Although it had been held annually since 2006, the meeting did not take place last year because the “Chinese side said it was not ready to have the meeting,” Mr. Hisamori said.

During a meeting of the friendship group Wednesday, Mr. Tang, who presided over the group and also heads the semiofficial China-Japan Friendship Association, again pointed to the importance of history to bilateral ties as he said that China, along with Japan’s other Asian neighbors, will be “paying a great deal of attention to how the Japanese government and leaders will handle next year and what kind of message they will transmit.”

It will be a significant opportunity for Japan to “achieve real reconciliation with its Asian neighbors” by re-examining history, Mr. Tang said.

Next year marks the 70th anniversary of the end of World War II, and the Chinese government has said it will organize a series of events to commemorate the anniversary, which it also calls the World Anti-Fascist War and Chinese People’s War of Resistance Against Japanese Aggression. The memories of Japan’s brutal invasion of China are often replayed in Chinese news media, particularly during times of political tension.

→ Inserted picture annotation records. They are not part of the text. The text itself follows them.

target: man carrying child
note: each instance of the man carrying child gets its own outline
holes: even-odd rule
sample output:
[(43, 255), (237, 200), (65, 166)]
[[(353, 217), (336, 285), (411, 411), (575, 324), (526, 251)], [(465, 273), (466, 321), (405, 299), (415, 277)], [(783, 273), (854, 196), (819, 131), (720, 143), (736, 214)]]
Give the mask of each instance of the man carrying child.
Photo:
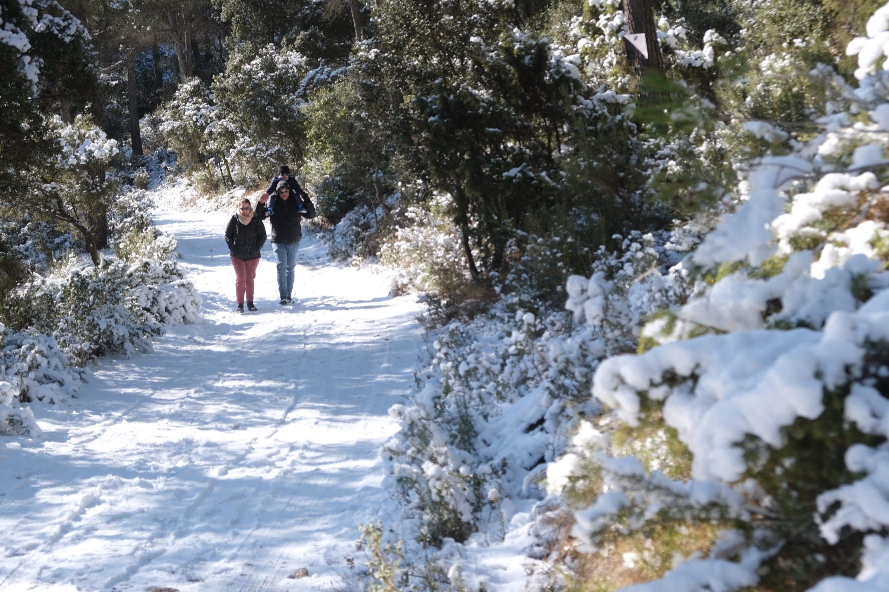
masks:
[(278, 167), (277, 176), (272, 179), (272, 182), (268, 185), (268, 188), (260, 196), (260, 199), (263, 201), (269, 195), (272, 198), (268, 201), (267, 215), (271, 216), (275, 213), (275, 206), (277, 205), (278, 200), (277, 190), (278, 186), (282, 185), (286, 185), (290, 187), (291, 198), (295, 201), (297, 209), (300, 212), (305, 212), (305, 201), (308, 198), (308, 193), (302, 190), (302, 187), (300, 186), (295, 178), (290, 176), (290, 167), (286, 164), (282, 164)]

Included in the commemorations will be a new documentary on the war that was created by the state-run China Radio International and China’s State Archives Administration.

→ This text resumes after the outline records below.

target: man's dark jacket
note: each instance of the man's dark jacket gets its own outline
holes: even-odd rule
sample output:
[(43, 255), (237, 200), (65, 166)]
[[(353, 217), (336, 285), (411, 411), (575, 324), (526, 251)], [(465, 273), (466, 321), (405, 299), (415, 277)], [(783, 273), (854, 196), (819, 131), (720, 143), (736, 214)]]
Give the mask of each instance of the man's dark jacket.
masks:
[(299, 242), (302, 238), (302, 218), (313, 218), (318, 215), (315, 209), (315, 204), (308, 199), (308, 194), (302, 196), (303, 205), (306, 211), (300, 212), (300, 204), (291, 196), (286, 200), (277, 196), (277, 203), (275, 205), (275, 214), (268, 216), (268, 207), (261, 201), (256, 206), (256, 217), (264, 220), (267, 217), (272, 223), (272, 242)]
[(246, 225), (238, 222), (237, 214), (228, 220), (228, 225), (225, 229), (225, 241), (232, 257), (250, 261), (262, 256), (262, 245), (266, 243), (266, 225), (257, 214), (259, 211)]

Called “Today in the History of War Against Japanese Aggression,” the series is composed of five-minute episodes spanning the years 1931 to 1945 and will be shown daily online and on TV, according to the archives spokesman, Mr. Yang.

The series will rely on mostly new material, some of which has never been seen. It will remind Chinese viewers not only of the Sino-Japanese war but also of “China’s contributions to the anti-fascist war,” Mr. Yang said.

Correction: December 5, 2014
An earlier version of this article misstated the year of a visit Prime Minister Shinzo Abe of Japan made to a war shrine in Tokyo. Mr. Abe visited the shrine in December 2013, not December 2012.